Abstract | December 20, 2021

Adjustable Dynamic Ankle Foot Orthosis for Recovery of Functional Mobility

Presenting Author: Charles D Quick, OTD, U.S. Army Institute of Surgical Research Burn Center|JBSA Ft Sam Houston|Tx

Co-Authors: Adam Meyer, DPT|Physical Therapist / Burn Rehabilitation|U.S. Army Institute of Surgical Research Burn Center Jill M. Cancio, OTD|Research Occupational Therapist / Burn Rehabilitation|U.S. Army Institute of Surgical Research Burn Center William S. Dewey, PT|Chief, Burn Rehabilitation / Burn Rehabilitation|U.S. Army Institute of Surgical Research Burn Center Cindy M. Ridge, COTA|Occupational Therapy Assistant / Burn Rehabilitation|U.S. Army Institute of Surgical Research Burn Center James K. Brown, PTA|Physical Therapy Assistant / Burn Rehabilitation|U.S. Army Institute of Surgical Research Burn Center Tiffany T. Pittman, COTA|Occupational Therapy Assistant / Burn Rehabilitation|U.S. Army Institute of Surgical Research Burn Center Leopoldo C. Cancio, MD|Director, US Army Burn Center / US Army Burn Center|U.S. Army Institute of Surgical Research Burn Center

Learning Objectives

  1. Describe the benefits of a custom, dynamic adjustable ankle foot orthosis with a medically complex patient who demonstrated significantly limited ankle dorsiflexion.

Introduction:
We present a case of a 23-year-old woman with primary-onset peroneal nerve impairment following diagnosis of purpura fulminans involving 30% total body surface area, who was treated in our burn center. Medical complexity required a unique rehabilitation intervention. The purpose of this case study is to demonstrate the effectiveness of a dynamic ankle-foot orthosis (AFO) to recover functional ambulation.

Methods:
Upon initial evaluation and during weekly re-evaluations, a physical therapist (PT) and an occupational therapist (OT) measured active range of motion (AROM), passive range of motion (PROM), and strength. Absent to trace common peroneal nerve function was identified bilaterally 8 days after admission. The patient underwent 41 surgeries and spent 231 days in the burn intensive care unit. She experienced 3 episodes of acute respiratory distress syndrome and septic shock, acute renal failure requiring 150 days of continuous renal replacement therapy, and 51 ventilator days. Due to post-operative restrictions and/or medical complications, lower-extremity ROM was restricted for 63 days and supine position was restricted for 49 days. Rehabilitation interventions included PROM, AROM and continuous passive motion. Weight-bearing activities included use of a tilt table, Moveo exercise platform, and standing frame; transfer training; and gait training with a rolling walker (RW). Positional interventions included sitting in a Total Lift Chair, serial casting, and custom AFO fabrication.

Results:
On hospital day 215 the patient ambulated 15 feet using a platform walker and required assistance of 4 staff to support the ankle and foot. On hospital day 229, static custom AFOs were implemented and the patient ambulated 325 feet with contact guard assist (CGA). The static AFOs required frequent re-fabrication due to daily ROM progress.
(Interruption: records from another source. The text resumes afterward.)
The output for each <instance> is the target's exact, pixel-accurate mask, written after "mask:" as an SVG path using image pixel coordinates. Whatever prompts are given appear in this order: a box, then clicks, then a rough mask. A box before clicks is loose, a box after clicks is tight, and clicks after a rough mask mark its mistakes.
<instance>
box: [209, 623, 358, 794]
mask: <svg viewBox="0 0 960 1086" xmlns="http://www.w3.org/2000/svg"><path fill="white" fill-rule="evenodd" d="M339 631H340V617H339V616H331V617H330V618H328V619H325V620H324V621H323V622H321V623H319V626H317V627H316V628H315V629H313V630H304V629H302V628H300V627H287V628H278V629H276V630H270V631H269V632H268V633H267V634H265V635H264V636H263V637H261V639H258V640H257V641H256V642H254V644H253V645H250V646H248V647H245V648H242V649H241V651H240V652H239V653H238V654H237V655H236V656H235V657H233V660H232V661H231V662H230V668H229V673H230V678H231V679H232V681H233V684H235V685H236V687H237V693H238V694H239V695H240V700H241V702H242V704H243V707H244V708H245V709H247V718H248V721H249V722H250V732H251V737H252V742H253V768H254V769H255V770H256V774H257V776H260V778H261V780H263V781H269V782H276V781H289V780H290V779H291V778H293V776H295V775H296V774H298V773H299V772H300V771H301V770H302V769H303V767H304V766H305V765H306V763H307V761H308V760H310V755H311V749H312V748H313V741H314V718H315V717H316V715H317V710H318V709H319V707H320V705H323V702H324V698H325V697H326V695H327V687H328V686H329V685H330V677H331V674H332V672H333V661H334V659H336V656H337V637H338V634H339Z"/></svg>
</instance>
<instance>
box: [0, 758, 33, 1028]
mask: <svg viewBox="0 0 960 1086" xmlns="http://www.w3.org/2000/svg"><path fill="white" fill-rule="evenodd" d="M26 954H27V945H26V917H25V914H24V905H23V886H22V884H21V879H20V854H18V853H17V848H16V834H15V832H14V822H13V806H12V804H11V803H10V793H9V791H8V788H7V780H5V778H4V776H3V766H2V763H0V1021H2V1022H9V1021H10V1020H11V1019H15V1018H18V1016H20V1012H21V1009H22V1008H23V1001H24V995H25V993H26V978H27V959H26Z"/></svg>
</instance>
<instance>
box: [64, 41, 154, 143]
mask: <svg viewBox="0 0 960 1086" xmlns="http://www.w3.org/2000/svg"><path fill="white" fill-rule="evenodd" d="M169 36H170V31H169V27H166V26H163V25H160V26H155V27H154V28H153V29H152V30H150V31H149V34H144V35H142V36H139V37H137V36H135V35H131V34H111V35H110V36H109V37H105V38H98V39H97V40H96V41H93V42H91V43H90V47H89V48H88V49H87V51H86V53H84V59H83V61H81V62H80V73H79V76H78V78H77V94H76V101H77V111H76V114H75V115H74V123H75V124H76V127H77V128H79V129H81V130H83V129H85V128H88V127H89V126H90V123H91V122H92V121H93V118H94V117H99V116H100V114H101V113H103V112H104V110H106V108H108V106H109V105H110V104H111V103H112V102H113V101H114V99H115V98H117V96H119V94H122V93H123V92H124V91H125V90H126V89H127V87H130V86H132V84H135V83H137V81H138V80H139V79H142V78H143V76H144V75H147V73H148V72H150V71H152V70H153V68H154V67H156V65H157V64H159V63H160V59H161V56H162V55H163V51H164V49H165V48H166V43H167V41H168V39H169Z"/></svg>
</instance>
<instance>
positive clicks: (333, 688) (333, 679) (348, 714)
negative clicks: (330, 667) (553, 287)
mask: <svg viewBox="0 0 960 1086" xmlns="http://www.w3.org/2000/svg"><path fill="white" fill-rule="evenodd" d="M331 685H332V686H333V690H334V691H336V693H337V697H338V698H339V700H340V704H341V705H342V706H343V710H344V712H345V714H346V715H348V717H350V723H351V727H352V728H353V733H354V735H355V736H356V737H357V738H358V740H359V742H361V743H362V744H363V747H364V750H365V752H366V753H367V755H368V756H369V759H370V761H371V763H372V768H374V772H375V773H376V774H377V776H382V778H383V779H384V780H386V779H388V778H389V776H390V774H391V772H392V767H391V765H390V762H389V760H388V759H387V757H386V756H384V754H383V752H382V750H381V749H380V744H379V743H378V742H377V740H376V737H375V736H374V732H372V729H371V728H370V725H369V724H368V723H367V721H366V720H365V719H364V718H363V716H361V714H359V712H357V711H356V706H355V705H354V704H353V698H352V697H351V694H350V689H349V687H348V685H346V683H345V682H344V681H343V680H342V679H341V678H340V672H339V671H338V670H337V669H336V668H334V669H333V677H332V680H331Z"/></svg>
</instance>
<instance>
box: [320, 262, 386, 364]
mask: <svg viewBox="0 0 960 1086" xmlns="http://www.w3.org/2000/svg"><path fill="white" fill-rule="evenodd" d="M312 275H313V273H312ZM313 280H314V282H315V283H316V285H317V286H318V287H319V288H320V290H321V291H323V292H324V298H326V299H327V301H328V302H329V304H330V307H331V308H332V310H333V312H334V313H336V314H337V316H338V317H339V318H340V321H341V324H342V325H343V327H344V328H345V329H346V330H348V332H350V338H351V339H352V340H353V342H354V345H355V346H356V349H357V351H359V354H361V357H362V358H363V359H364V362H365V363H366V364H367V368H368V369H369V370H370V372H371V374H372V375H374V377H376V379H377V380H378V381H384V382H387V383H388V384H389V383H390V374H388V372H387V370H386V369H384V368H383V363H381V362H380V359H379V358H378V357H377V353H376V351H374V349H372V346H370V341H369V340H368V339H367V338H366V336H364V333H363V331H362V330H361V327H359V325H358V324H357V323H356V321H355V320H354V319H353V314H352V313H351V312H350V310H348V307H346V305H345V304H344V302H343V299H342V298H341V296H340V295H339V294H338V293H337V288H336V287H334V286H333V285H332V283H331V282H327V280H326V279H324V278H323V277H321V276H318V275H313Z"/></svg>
Adjustable dynamic AFOs were fabricated to decrease resource burden. With the dynamic AFOs, the patient progressed to 745 feet CGA on hospital day 258. The patient discharged to an acute rehabilitation center on hospital day 260.

Conclusions:
Extensive medical, surgical and positional restrictions required innovative interventions by a multidisciplinary team. This resulted in the fabrication of dynamic custom AFOs for gait training. Utilization of these AFOs significantly increased activity tolerance and ambulation distance, and enabled eventual discharge to a rehabilitation center.